China and Russia have began their first joint military exercises boosting cooperation between them and sending a message to the United States about their growing influence.

    The exercise signifies closer ties between the two former foes

    Eight days of war games between the giant neighbours, who share a 4300km border, also present a commercial opportunity for Russia, China's biggest supplier of arms and weapons technology, to flog its wares, analysts say.

    "The main target is the United States. Both sides want to improve their position for bargaining in terms of security, politics and economics," said Jin Canrong, a professor of international relations at the People's University of China.

    Combating 'separatism'

    Both countries say "Peace Mission 2005", which involves 10,000 troops and army, navy and air force exercises, is aimed at building ties between their militaries, and analysts say it is not targeted at any third country.

    The two countries say they seek
    to boost cooperation

    "Military cooperation is linked with political and economic cooperation as part of a bigger package," said Robert Karniol, Asia-Pacific editor for Jane's Defence Weekly. "It's not an adversarial posture."
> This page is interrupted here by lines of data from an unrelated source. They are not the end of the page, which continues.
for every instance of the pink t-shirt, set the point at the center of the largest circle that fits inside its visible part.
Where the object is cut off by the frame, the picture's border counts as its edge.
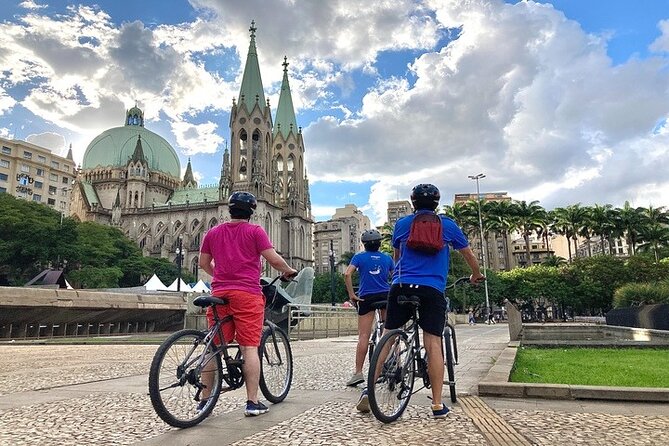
(236, 248)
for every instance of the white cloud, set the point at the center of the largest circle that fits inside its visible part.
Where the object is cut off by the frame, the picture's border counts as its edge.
(30, 4)
(49, 140)
(197, 138)
(523, 95)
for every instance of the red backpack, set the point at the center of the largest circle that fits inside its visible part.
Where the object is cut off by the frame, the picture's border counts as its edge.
(426, 234)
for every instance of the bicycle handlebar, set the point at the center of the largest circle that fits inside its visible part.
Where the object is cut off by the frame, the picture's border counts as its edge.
(459, 281)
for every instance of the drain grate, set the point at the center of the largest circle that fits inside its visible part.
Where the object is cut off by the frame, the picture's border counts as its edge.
(497, 431)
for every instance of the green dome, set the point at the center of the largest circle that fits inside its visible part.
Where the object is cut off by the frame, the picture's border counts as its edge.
(114, 147)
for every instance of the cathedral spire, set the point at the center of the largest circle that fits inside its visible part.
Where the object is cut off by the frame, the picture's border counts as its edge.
(189, 179)
(285, 112)
(251, 91)
(138, 154)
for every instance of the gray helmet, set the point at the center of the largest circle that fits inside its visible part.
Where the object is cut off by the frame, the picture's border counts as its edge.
(425, 196)
(371, 235)
(245, 201)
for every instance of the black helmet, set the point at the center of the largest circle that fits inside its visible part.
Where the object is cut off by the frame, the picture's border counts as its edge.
(371, 235)
(425, 196)
(243, 201)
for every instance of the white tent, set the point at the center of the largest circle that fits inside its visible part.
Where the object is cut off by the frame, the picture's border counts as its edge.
(201, 287)
(155, 284)
(184, 286)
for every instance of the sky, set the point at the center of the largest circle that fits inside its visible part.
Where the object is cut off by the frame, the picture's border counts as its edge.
(562, 101)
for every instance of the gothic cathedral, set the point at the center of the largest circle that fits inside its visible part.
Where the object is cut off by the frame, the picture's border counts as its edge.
(130, 178)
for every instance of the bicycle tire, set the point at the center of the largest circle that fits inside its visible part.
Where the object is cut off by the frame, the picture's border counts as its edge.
(372, 344)
(173, 391)
(390, 392)
(276, 365)
(450, 364)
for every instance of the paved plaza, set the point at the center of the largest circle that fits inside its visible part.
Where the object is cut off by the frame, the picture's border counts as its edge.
(97, 394)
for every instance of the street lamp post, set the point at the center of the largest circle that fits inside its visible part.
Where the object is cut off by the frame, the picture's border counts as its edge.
(290, 251)
(179, 253)
(332, 272)
(483, 247)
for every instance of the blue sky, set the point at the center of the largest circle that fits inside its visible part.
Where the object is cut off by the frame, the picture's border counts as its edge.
(563, 101)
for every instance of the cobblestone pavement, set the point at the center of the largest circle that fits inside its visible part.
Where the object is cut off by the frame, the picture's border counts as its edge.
(97, 394)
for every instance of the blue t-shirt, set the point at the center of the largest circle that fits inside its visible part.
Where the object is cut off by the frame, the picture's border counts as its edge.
(417, 268)
(374, 268)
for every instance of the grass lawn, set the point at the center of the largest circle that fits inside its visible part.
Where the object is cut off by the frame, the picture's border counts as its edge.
(623, 367)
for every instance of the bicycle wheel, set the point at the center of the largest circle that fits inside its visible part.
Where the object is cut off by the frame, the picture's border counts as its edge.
(449, 362)
(276, 365)
(372, 344)
(176, 379)
(391, 376)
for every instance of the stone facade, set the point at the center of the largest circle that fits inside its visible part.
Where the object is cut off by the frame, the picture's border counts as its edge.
(142, 196)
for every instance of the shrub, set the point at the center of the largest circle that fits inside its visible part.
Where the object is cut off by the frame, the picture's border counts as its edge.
(641, 293)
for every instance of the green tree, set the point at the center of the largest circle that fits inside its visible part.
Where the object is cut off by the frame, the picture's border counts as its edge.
(528, 218)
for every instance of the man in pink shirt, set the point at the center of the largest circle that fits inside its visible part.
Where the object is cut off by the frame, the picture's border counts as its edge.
(230, 254)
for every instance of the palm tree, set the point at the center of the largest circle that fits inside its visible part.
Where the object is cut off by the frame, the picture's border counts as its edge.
(528, 218)
(501, 221)
(654, 232)
(603, 221)
(653, 237)
(387, 238)
(630, 222)
(570, 220)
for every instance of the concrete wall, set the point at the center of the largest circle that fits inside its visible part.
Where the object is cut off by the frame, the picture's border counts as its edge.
(39, 312)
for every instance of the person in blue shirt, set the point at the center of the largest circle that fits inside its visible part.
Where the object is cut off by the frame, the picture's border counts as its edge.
(374, 268)
(424, 275)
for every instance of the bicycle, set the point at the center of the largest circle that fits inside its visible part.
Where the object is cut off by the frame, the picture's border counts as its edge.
(377, 331)
(397, 361)
(450, 348)
(176, 379)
    But with the drills also helping to "strengthen the capability of the two armed forces in jointly striking international terrorism, extremism and separatism", according to China's Xinhua news agency, they are likely to be viewed with concern by others in the region.

    The word separatism will give pause for thought to the residents of Taiwan, the self-governed island China claims as its own and which it has vowed must return to its rule - by force if necessary.

    Growing ties

    Once Cold War foes, ties between Beijing and Moscow have been growing closer, in part due to China's efforts to tap into Russian energy resources to feed its booming economy. The two are also players in six-party talks on North Korea's nuclear crisis, reflecting shared security interests.

    Russia and China want to check
    the US presence in the region

    Russia and China also see common ground in Central Asia, both in trying to ensure political turmoil in Uzbekistan and Kyrgyzstan does not spill into their borders, and in checking the US presence in the region.

    After last year's "Orange Revolution" in Ukraine, when demonstrators propelled a pro-Western government to power after street protests against rigged elections, Russia took the initiative to upgrade the scale of the exercise with China, Jin said.

    In July, the Shanghai Cooperation Organisation (SCO), a regional security forum grouping China and Russia with the Central Asian states, told US-led troops to fix a date for their departure from military bases in the region. 

    Message to Washington

    That, along with the fact observers from other SCO countries will be at the war games, is further fuelling theories that they are intended to send a message to Washington. 

    "This is above all an assault on the uni-polar world that has so suited Washington since the end of the Cold War," Russian daily Nezavismaya gazeta said. 

    "The main target is the United States"

    Jin Canrong,
    Professor, People's University of China

    The United States said the exercises supported a shared goal of regional stability, but added a word of caution.

    "We would hope that anything that they do is not something that would be disruptive to the current atmosphere in the region," US State Department spokesman Sean McCormack said.

    The exercises are taking place in the Russian Pacific near Vladivostok and in the Chinese coastal province of Shandong and run through 25 August.

    Arms sales

    With China gradually overhauling its military, streamlining troop numbers and buying high-tech weapons platforms from abroad, the war games are more likely to result in a shopping spree than any aggressive posturing.

    Analysts say rather than cause alarm, the exercises should also be seen as making both militaries behave with more transparency and in line with international norms. 

    "I think they finally figured out it might be useful to learn something from other people," Karniol said of China.